Poi, ovviamente, mi hanno aperto gli occhi sullo stato reale delle cose: Osho è morto a metà anni ’90, era un filosofo buddhista sì, ma a dir poco moderno e i suoi libri sono commercializzati a prezzi abbordabili in tutte le librerie del paese.

Osho è divenuto, quindi, nel giro di qualche ora, qualcosa di facilmente raggiungibile: sono corsa in libreria e ho comprato, in men che non si dica, il suo lavoro più famoso “Con te e senza di te”.

Non l’ho comprato a caso. È un libro che insegna ad amare e questo lo trovo particolarmente adatto a me come insegnamento.

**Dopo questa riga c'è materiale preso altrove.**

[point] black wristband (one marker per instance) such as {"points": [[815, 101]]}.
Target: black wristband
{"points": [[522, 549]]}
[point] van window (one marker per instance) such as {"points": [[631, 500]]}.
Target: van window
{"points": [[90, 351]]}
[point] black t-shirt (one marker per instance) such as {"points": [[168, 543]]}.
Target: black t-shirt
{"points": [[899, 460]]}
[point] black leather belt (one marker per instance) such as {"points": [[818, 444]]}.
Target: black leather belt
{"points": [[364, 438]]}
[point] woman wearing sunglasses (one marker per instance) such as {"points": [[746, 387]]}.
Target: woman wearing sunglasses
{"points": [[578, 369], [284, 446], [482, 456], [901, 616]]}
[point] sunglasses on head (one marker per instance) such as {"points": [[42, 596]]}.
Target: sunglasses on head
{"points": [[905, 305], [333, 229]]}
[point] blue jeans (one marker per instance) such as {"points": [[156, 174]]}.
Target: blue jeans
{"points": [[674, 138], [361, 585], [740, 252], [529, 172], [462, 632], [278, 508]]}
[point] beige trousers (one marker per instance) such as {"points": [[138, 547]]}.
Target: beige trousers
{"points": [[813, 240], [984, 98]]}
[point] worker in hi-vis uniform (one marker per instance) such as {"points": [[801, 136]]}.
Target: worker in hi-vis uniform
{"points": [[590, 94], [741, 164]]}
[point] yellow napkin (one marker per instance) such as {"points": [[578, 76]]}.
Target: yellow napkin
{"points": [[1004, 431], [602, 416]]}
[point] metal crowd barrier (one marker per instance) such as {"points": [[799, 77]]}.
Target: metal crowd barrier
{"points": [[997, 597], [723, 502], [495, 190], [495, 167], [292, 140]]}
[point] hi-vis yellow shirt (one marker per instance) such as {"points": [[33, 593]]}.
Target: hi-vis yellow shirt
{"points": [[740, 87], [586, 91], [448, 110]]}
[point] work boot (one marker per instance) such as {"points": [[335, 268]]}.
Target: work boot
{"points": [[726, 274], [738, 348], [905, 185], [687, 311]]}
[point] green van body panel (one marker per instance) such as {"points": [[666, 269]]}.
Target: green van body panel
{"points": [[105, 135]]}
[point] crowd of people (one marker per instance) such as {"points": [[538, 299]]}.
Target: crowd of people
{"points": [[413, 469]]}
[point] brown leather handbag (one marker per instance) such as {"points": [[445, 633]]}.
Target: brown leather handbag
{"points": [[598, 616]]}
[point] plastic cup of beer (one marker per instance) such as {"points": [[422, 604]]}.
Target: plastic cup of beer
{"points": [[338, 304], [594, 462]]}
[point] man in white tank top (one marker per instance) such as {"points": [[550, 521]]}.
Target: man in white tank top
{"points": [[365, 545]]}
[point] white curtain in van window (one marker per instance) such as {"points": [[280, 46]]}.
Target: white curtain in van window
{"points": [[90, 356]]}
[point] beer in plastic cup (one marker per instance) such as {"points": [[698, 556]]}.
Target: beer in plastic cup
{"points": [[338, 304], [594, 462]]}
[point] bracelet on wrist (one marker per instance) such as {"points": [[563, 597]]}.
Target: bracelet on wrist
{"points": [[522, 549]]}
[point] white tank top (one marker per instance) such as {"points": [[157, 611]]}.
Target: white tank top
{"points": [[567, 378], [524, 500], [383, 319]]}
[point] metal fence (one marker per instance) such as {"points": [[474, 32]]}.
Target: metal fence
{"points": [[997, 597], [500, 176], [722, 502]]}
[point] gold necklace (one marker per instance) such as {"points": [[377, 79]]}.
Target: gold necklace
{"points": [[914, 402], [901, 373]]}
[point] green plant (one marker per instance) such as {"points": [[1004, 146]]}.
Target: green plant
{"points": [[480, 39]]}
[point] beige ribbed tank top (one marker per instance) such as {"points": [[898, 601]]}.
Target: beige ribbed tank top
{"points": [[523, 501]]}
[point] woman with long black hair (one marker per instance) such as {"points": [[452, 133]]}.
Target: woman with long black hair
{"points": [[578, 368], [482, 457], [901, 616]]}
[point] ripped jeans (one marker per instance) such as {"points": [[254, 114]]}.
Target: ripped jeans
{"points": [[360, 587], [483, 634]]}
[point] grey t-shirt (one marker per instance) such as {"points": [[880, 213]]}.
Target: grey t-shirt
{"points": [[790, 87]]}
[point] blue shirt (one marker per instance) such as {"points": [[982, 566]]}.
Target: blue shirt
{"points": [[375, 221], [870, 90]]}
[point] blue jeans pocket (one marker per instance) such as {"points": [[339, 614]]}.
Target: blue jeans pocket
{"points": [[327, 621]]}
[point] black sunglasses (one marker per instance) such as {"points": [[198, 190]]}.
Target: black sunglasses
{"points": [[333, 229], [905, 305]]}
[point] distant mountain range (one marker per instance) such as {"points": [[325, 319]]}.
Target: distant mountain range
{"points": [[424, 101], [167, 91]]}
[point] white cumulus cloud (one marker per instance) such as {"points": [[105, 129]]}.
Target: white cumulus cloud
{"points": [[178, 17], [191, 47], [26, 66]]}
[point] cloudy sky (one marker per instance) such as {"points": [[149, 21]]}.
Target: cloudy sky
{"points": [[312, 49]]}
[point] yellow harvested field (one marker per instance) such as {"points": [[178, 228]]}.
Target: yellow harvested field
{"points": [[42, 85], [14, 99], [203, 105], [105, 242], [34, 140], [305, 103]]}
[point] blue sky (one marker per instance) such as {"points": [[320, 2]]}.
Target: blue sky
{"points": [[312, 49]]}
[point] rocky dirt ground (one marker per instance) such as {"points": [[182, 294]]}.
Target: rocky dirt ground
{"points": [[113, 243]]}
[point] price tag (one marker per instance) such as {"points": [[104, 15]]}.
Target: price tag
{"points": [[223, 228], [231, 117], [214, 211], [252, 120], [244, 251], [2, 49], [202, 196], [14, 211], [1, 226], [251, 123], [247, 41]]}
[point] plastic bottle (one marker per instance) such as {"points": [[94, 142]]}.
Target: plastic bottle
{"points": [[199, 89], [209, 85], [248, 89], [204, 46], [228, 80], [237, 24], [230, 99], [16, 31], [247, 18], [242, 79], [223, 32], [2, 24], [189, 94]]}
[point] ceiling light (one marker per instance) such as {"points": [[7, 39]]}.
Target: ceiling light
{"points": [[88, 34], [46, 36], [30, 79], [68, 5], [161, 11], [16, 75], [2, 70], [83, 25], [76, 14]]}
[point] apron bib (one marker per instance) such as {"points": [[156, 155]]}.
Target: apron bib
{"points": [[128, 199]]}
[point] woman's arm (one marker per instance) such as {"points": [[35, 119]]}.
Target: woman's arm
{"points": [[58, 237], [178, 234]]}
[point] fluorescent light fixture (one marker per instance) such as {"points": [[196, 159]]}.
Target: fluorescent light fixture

Più che insegnare l’amore in generale, insegna a distinguere l’originale dalle cattive imitazioni.

Per intenderci, una cattiva imitazione dell’amore è quel genere di amore che ci fa dimenticare di noi stessi, una cattiva imitazione dell’amore è qualcosa che ci fa soffrire e penare più di quanto riesca a renderci felici, una cattiva imitazione dell’amore è la dipendenza dall’altro, la gelosia, il senso di possesso, la volontà di controllo.

Osho affermava che è impossibile amare qualcuno al di fuori di noi quando non abbiamo ancora imparato ad amare noi stessi: sembra una banalità, una sciocchezza e, invece, l’inghippo sta proprio qui, ossia, nelle ovvietà che diamo per scontate e che, invece, non riusciamo proprio a mettere in pratica.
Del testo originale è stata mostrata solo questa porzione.